Minuit sonne. Où suis-je ? Venise ? La brume s’épaissit, confondant bas et haut, la ville, le bois et la lagune, effaçant jusqu’aux moindres repères. À présent, le temps passe au carré, et mon perroquet jase mezza voce. Tandis que l’opacité avance, donnant plus d’importance aux gestes, plus de poids aux idées, d’autres visions m’assaillent, celles-là presque abstraites : un spectre brun lévite, agitant sa silhouette crénelée sur un lac de lait; trois pierres s’amoncellent au sommet d’une colline, éventail paisible dont la surface lisse se teinte de parme ou d’olive, selon la volonté du ciel; une grande arche gothique apprivoise son ombre, laquelle oblique à gauche, impossible à cerner. Tout ceci me dépasse, mais quelque part me plaît. Soudain, l’envie me prend de descendre au jardin changer de perspective. En bas, l’effet second redouble, et alors je me vois, de dos et de très loin, aussi fine que longue, convoquer des planètes au bord d’un précipice. Par crainte, je recule, fermant les yeux si fort que la tête me tourne. Quand je les rouvre, un théâtre se dresse, des feux à chaque fenêtre. Je ne le reconnais pas, empêchée par un voile que je peine à lever. Enfin, j’entre dans les détails, assemblant pièce par pièce, du balcon aux colonnes, jusqu’aux buissons en pot, le puzzle connu. Bien sûr, ce décor m’appartient ! Dupée, je garde mes distances, maudissant pareillement fausses pistes et apparences. Sous cet angle, je le trouve changé, comme s’il sonnait creux, qu’il n’était que façade, une farce plutôt grave, une maison de poupée. Son lustre m’indispose, trop insolent pour l’heure indue. Alors, je me hâte d’éteindre les lumières, et puis me déshabille et regagne mon poste, fidèle à un serment tacite, au désir qui m’encombre, ne sachant où se poser. Partout, la tension monte, comme si un enfant allait naître, une guerre, se déclarer. Mon corps pâle frissonne et mon âme fatigue, lasse d’attendre un signe. Je la sens tiraillée, sur le point de céder à une passion profane, ou aux sirènes grandioses d’une messe latine. Incapable d’agir, je rassemble mes forces, prête à sortir en trombe de cette oisiveté. 

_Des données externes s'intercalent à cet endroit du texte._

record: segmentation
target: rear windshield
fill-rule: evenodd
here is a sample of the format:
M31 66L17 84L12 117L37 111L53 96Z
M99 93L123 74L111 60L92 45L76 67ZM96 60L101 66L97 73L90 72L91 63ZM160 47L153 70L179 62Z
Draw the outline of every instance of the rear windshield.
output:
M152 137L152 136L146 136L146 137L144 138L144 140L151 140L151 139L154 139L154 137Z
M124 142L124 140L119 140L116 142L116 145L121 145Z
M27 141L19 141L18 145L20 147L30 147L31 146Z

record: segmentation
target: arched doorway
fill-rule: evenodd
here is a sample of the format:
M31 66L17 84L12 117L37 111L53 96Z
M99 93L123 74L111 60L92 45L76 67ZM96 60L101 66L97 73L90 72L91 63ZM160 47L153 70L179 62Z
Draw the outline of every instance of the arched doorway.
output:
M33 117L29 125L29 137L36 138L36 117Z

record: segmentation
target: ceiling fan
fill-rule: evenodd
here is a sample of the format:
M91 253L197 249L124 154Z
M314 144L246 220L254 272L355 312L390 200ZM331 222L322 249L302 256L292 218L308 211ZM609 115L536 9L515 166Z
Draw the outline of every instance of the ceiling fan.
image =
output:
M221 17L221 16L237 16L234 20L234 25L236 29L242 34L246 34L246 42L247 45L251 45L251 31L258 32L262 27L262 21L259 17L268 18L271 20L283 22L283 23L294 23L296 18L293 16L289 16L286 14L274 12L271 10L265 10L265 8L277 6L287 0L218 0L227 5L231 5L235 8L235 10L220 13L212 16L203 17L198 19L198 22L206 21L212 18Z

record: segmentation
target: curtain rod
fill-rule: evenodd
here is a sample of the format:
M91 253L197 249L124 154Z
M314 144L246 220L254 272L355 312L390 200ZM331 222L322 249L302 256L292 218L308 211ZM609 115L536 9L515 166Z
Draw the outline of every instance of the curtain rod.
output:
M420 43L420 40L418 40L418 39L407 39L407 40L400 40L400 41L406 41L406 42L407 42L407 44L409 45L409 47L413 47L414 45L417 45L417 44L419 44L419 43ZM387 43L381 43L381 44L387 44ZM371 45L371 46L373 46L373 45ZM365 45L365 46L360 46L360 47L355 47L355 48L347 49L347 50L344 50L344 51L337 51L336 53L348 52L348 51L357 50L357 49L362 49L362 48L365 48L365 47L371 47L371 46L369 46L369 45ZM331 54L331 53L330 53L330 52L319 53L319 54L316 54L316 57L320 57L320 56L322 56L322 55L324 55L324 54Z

Argent, souris… Combien de gris compte la nuit ? À peine nommée, la gamme se dote de transitions nouvelles, amplifiant l’harmonie, des sphères et du néant. Elle élargit d’autant l’espace intermédiaire qui relie tous les hommes comme les océans. Je débarrasse la Cène et songe à la fuite en Égypte, à la métaphysique, à la science des rêves, et aux dangers courus depuis le commencement par les braves aux cœurs purs.
L’aube point, achevant ma veille vaine. À l’instant où le froid et la peine voudraient me changer en statue, la plaine émerge d’un fond diaphane, sorte de masse faible, de flou involontaire annonçant le petit matin. Mon regard hagard esquive la mise au point, satisfait par des bribes, par des atomes d’arbres, des esquisses de toits. Parfaitement incomplet, le paysage en pause ressemble à l’atmosphère, et son visage couvert n’augure pour ainsi dire de rien. Mais ce début, déjà, est digne de louanges. Sa grâce est un mélange, alliance d’imprécision et de stabilité. En lui, se dépose l’essence et la vérité vraie. En lui, je me repose, et modère l’ardeur qu’attisera bientôt le rayon vespéral.